A novel method to generate 3D polymorphic molecular conformers based on geometry restrictions and modular design
- Junjie Yu
- 2024年4月5日
- 讀畢需時 12 分鐘
Introduction
A conformer is a distinct conformation, i.e., the reasonable arrangement of atoms of a molecule in three-dimensional spatial coordinates. The chemical, biological, and physical properties of a molecule, such as steric constraints, charge density, docking poses [Mark McGann. Fred pose prediction and virtual screening accuracy. Journal of chemical information and modeling, 51(3):578–596, 2011.], shape similarity [Ashutosh Kumar and Kam YJ Zhang. Advances in the development of shape similarity methods and their application in drug discovery. Frontiers in chemistry, 6:315, 2018.], and pharmacophore searching [Christof H Schwab. Conformations and 3d pharmacophore searching. Drug Discovery Today: Technologies, 7(4): e245–e253, 2010.] and so on, are the combination of the properties of the molecule’s conformers accessible at the temperature of the study. Therefore, determining reasonable molecular conformers is very important for studing structure-activity relationship (SAR) and discovering new materials and drugs. However, the approach of determining molecular conformers with experiments is time consuming and very expensive. And moreover, it is extremely difficult to carry out the the experiments under some conditions. As a consequence, computational methods to generate conformers have been developed over the past few decades, which are traditionally categorized as either stochastic or systematic (rule-based) methods.

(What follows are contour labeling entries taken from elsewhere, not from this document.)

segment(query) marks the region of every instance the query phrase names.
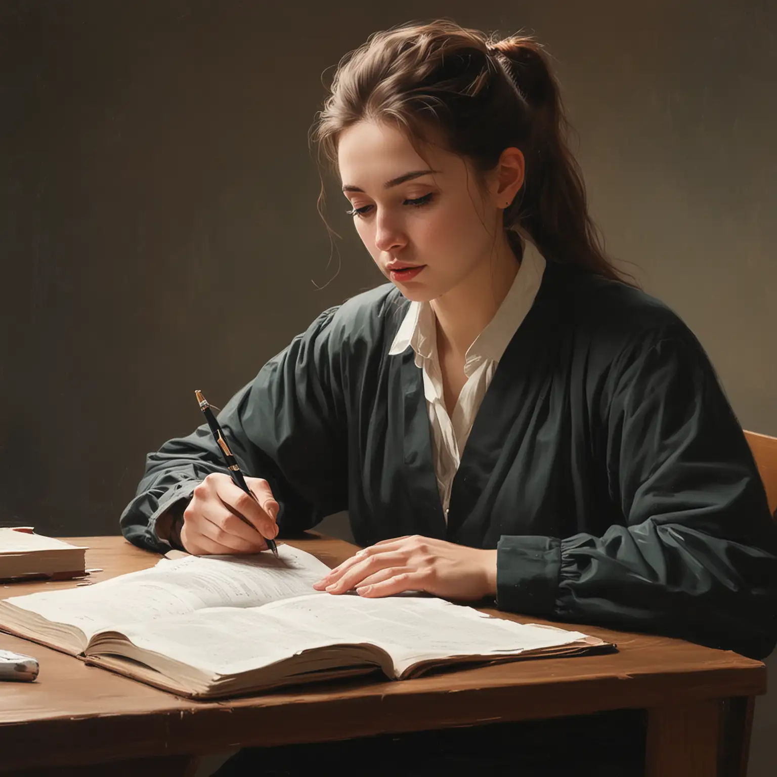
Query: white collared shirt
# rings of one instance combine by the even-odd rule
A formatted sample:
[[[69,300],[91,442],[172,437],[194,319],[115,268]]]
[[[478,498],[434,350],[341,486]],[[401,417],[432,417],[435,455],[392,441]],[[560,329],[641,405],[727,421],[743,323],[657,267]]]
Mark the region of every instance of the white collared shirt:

The computational costs using the stochastic methods based on molecular dynamics or Markov chain Monte Carlo to generate conformers are also expensive, especially for large molecules. Systematic conformer generation methods based on the RR (rigid rotor) approximation was then proposed to enumerate all possible torsions of a molecule. However, the space of possible conformations increases exponentially with the molecule’s size and number of rotatable bonds, thus hindering the enumerating exploration even for relatively small molecules. Rule-based systematic methods are therefore developed and achieve state-of-the-art in commercial software such as OMEGA [Friedrich N-O, de Bruyn Kops C, Flachsenberg F, et al. Benchmarking commercial conformer ensemble generators. Journal of chemical information and modeling, 2017, 57(11): 2719-2728.][Paul CD Hawkins. Conformation generation: the state of the art. Journal of Chemical Information and Modeling, 57(8):1747–1756, 2017.]. The methods limit the conformational space and explore conformers using a knowledge base such as allowed torsion angles, allowed paths, a library of 3D fragment conformations etc. Thus, the size of the conformational space for a molecule is reduced.

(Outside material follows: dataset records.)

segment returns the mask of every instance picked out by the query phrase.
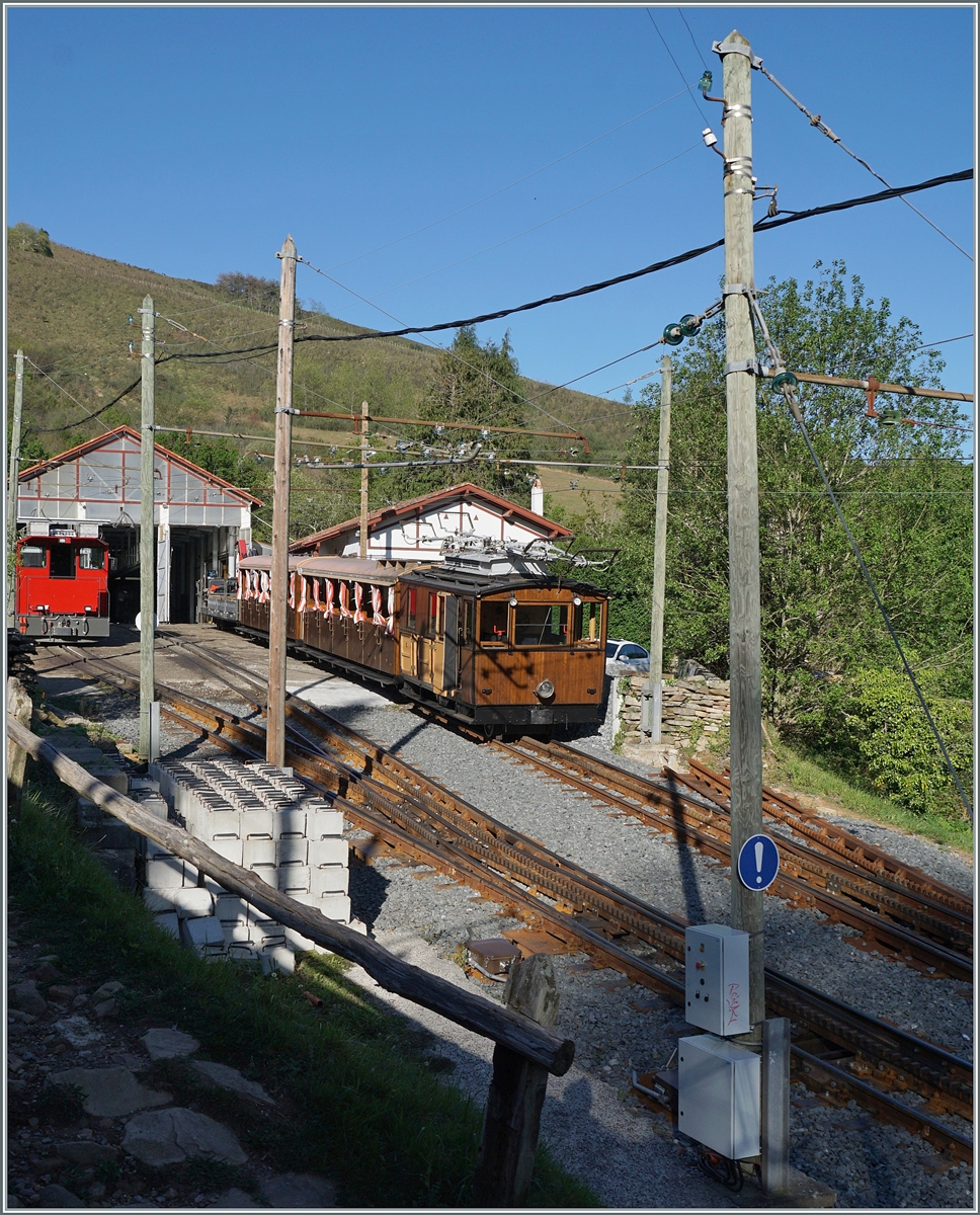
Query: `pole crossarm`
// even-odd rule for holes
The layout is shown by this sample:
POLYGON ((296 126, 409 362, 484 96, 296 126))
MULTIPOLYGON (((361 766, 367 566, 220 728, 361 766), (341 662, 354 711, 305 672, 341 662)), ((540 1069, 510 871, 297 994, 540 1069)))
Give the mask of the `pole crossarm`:
POLYGON ((274 919, 277 923, 293 928, 324 949, 363 966, 386 991, 404 996, 457 1025, 506 1046, 517 1055, 545 1067, 551 1075, 565 1075, 572 1066, 574 1042, 571 1039, 561 1038, 550 1029, 537 1025, 529 1017, 491 1004, 472 991, 460 989, 418 966, 412 966, 387 953, 370 938, 362 937, 353 928, 335 923, 319 911, 279 893, 255 874, 226 860, 181 827, 164 823, 129 797, 103 785, 13 718, 7 720, 7 735, 34 759, 53 768, 58 779, 66 785, 101 806, 113 818, 183 860, 188 860, 223 889, 238 894, 274 919))
MULTIPOLYGON (((778 375, 781 368, 763 367, 765 379, 778 375)), ((947 392, 946 389, 919 388, 916 384, 880 384, 874 377, 865 380, 845 379, 842 375, 817 375, 810 372, 793 372, 800 384, 831 384, 837 388, 860 388, 865 392, 901 392, 903 396, 928 396, 935 401, 973 401, 973 392, 947 392)))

However, the rule-based conformation generating methods highly dependent on the knowledge base, whose allowed torsion angles is usually derived by analyzing torsions in solid-state structures from some data bank such as Protein Data Bank (PDB) [Hawkins, P. C. D.; Skillman, A. G.; Warren, G. L.; Ellingson, B. A.; Stahl, M. T. Conformer Generation With OMEGA: Algorithm and Validation Using High Quality Structures from the Protein Data Bank and Cambridge Structural Database. J. Chem. Inf. Model. 2010, 50, 572−584], Cambridge Structural Database (CSD) [Allen, F. H. The Cambridge Structural Database: A Quarter of a Million Crystal Structures and Rising. Acta Crystallogr., Sect. B: Struct. Sci. 2002, B58, 380−388] and so on. And the data in the banks are usually required to be filtrated or modified if some conformers are energetically inaccessible [Guba, W.; Meyder, A.; Rarey, M.; Hert, J. Torsion Library Reloaded: a New Version of Expert-Derived SMARTS Rules For Assessing Conformations of Small Molecules. J. Chem. Inf. Model. 2016, 56, 1−5.]. Moreover, torsion angles in the corresponding fragments are mostly varied independently. If the designer of the conformer generating algorithms does not explicitly know the global interactions between the fragments, it is difficult to generate accurate and reasonable conformers of larger and more flexible molecules. Furthermore, the rules and curated fragments are inadequate for more challenging cases (e.g. transition states or open-shell molecules) [Ganea O, Pattanaik L, Coley C, et al. Geomol: Torsional geometric generation of molecular 3d conformer ensembles. Advances in Neural Information Processing Systems, 2021, 34: 13757-13769.]. Besides, either stochastically or rule-based conformation generating methods need to score and rank the conformations to screen most possible ones using various scoring manners such as electronic structure-based, knowledge- or probability-based methods, or electronic structure methods [Rossi, M.; Chutia, S.; Scheffler, M.; Blum, V. Validation Challenge of Density-Functional Theory for Peptides - Example of Ac-Phe-Ala5-LysH+. J. Phys. Chem. A 2014, 118, 7349−7359].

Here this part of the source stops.